This photography project takes a collective look at Barcelona and the various interventions carried out there in recent years. The aim behind it is to generate an image of all the work done in the form of numerous projects of different scales and types: from large interventions in public space, new amenities and social housing, to small interventions in the redevelopment of streets and squares.

To generate a document that is as uniform as possible and that coherently brings together all the most relevant aspects of these latest contributions to the city, it was decided to divide the selected projects into a series of layers of interest corresponding to a specific aspect of the interventions that runs through all of these city projects or part of them. Each layer was assigned to a photographer who carried out a scan according to that particular focus. This allowed the photographers to generate their own view of the city as a whole (not just part of it), but bounded by the field assigned to them. Instead of an exhaustive approach to a place —and having to represent it at different scales and from different points of view— the photographers explored a specific direction, a particular vision of the whole city.

We wanted to distance ourselves from the traditional way of carrying out this type of photography project that divides the territory into areas, each assigned to a photographer. This produces a fragmented result, with each photographer working on a specific space, and the end result is a patchwork of photographic interpretations that prevent an overview of the territory. This proposal, however, rather than seeing different areas through different eyes, brings the same approach to the whole.

Ten photographers worked in parallel, each focussing on their point of view: the general layout of parks and new green areas was photographed by Milena Villalba; the redevelopment of streets and the introduction of vegetation into hard built areas by Pedro Pegenaute; elements of public space and interaction with people by Andrés Flajszer; night-time public space by Aitor Estévez; the aerial view by Jon Tugores; detailed greenery by Simona Rota; biodiversity by Xavi Bou with Joan Diví; new social housing and facilities, and the relationship with the city by Adrià Goula; the interiors of facilities as new public spaces by Pol Viladoms, and the personalization of public housing interiors by their occupants by Maite Caramés. Each presented some 60 final photos, producing a photographic body of about 600 images of the city.
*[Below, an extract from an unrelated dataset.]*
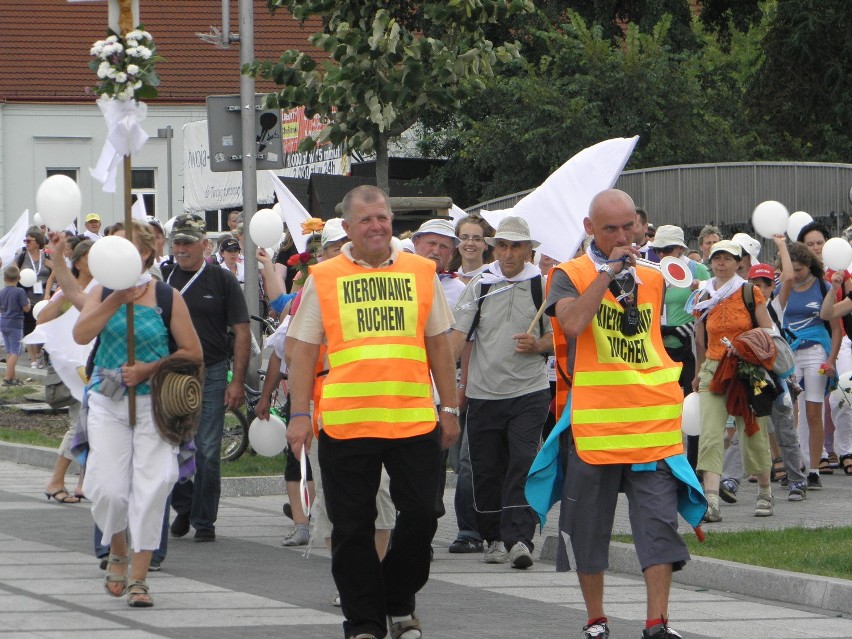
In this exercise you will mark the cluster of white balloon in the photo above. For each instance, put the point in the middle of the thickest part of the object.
(771, 218)
(114, 261)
Each of these partial yet intentional approaches generates a multifaceted series of views that explains the complexity of the interventions from different viewpoints. The sum of the views of the different photographers responsible for the projects carried out is what gives us a more complete reading of each. In some of the projects of greater complexity, there are more overlapping layers than in others, but the end result is this collective yet homogeneous look at the projects represented.

Finally, this series of images can be ordered in two ways, corresponding to the two volumes you have before you. In the first, a selection of photos by each photographer appears with the title of their layer of interest, exploring the particular, personal vision that generates ten visions of Barcelona. In the second volume, the interventions are explained one by one by means of the different overlapping visions. These two volumes complement each other and offer the most complete, coherent view possible of all the projects carried out and new contributions in the city of Barcelona in recent years.